To reinforce what Jeremy Allaire of Brightcove said last week, when and if Apple goes into the actual TV set making business is not the critical factor. How Apple enfolds the TV screen, the biggest screen in our lives, into an iOS app ecosystem is. And that is just what they will be announcing tomorrow at WWDC. And Allaire makes another good point that Apple will do this in concert with existing cable and satellite TV content suppliers instead of seeking to become a "multichannel video programming distributor” (MVPD), no matter how the FCC redefines what that might mean.

But the existing MVPDs are about to get outflanked by Apple who will make their content only one of many streams accessible to its users. What will those other streams be? Anything, potentially, on the internet and any of your own or your friends and family's content that you have access to via iCloud.

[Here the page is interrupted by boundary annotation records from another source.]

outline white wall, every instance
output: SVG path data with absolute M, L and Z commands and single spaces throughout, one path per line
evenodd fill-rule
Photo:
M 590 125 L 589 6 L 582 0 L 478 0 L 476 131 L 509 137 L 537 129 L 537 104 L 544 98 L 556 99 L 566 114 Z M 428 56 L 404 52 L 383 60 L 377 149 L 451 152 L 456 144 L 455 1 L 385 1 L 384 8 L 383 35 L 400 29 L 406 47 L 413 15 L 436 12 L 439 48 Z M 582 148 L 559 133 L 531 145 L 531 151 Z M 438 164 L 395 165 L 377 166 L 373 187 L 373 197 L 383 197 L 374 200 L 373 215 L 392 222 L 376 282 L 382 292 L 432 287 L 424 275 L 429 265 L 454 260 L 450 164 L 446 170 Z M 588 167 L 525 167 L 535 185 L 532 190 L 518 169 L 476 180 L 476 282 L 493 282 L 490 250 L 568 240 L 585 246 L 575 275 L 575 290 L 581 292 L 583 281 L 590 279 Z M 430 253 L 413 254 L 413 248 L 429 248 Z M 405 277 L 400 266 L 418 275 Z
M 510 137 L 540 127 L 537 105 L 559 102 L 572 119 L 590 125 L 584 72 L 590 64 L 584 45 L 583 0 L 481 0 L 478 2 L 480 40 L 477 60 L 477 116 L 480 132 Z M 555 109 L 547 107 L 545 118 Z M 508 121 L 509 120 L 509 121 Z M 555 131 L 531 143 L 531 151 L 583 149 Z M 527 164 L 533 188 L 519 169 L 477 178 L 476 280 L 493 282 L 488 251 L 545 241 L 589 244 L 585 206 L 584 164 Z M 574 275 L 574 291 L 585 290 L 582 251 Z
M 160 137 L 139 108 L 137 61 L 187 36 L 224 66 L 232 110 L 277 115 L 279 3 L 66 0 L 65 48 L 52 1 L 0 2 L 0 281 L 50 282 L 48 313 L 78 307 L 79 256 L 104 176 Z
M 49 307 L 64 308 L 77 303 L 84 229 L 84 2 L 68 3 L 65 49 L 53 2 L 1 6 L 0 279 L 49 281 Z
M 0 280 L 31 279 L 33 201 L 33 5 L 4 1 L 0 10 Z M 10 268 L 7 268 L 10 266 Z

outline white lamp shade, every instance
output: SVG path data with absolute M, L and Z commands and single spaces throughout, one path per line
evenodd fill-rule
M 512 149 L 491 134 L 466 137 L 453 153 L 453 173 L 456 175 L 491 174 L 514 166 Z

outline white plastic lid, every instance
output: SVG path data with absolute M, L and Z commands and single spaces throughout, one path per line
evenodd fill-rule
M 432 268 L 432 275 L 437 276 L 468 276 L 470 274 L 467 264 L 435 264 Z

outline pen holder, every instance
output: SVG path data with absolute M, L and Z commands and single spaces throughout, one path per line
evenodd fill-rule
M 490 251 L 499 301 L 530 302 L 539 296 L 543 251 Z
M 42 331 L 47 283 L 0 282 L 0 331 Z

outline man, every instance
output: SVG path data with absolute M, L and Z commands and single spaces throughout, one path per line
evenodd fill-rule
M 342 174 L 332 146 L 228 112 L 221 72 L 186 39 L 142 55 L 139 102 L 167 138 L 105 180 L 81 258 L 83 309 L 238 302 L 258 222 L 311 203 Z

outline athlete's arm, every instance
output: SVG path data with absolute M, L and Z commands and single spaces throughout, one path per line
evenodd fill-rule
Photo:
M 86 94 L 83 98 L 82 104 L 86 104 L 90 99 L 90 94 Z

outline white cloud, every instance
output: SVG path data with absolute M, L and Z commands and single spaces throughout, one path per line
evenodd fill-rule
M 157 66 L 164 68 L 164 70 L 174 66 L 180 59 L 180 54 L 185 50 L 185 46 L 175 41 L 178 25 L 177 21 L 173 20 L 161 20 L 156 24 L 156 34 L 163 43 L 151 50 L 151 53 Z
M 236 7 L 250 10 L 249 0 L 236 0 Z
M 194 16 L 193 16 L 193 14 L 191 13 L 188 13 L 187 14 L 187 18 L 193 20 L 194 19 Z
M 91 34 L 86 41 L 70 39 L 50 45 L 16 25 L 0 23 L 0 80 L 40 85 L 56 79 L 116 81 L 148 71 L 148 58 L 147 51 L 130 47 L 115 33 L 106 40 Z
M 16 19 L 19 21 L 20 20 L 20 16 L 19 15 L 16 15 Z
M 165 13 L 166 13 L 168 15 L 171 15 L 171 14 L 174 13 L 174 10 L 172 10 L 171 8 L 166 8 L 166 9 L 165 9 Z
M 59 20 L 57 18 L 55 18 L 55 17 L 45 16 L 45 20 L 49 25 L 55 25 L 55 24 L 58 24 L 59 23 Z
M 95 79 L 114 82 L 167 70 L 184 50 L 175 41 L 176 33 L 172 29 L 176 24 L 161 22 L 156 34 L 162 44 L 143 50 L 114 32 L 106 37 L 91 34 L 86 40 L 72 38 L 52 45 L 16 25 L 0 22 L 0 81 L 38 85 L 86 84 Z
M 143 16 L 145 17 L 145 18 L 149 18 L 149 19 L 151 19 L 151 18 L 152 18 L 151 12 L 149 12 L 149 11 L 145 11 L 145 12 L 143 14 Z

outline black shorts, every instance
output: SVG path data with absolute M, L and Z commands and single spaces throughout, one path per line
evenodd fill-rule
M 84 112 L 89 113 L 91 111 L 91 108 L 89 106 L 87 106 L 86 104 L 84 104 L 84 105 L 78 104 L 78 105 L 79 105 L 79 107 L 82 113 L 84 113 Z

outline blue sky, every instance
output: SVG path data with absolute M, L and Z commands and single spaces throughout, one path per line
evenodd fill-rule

What I predict will happen with a more fully featured iOS on your TV is that over time, viewing habits will change. The act of looking for content which is an annoyance as a TV viewer is a primary activity as a web surfer. The routine checking on your favorite blogs and social networks will change and become more TV-like as people spend more time consuming those things through a combination of their phones, tablets and TV screen. The launch of Airtime is an attempt to anticipate the kinds of live video communications that people will expect as the internet and TV merge. In this vision, bloggers will perhaps become more like TV presenters and we will each have a handful that we check in with regularly. And this is a very different anticipation than the interactive program guides and social media tickers that have been the unimaginative stock of the promoters of "connected TV."

As Ben Parr writes in CNet, this new ecosystem will give Apple even more of a hardware advantage against its competitors. "The big vision is to make all of the screens in your home interoperable via AirPlay and iOS. Once that happens, it'll be impossible to buy anything but Apple devices, because they will be the only products that work with the rest of screens in your home. Why buy a TV that can't pull up your favorite apps, shows, and games instantly?"

The new "Home Screen" that this all enables will have a larger place for our own personal content and a larger place for the kind of narrow casting that we enjoy on the web than the traditional TV experience. But our experience of our own content and of the web will also be changed by the scale and sociableness of the big screen. This may take time away from our consumption of the offerings of the cable companies and broadcast networks, but it will also mean that we will value the time we spend with high-quality, water cooler worthy content more, because we will be choosing it more actively among the things we actually care about.

I think it is fair to say that TV will never be the same.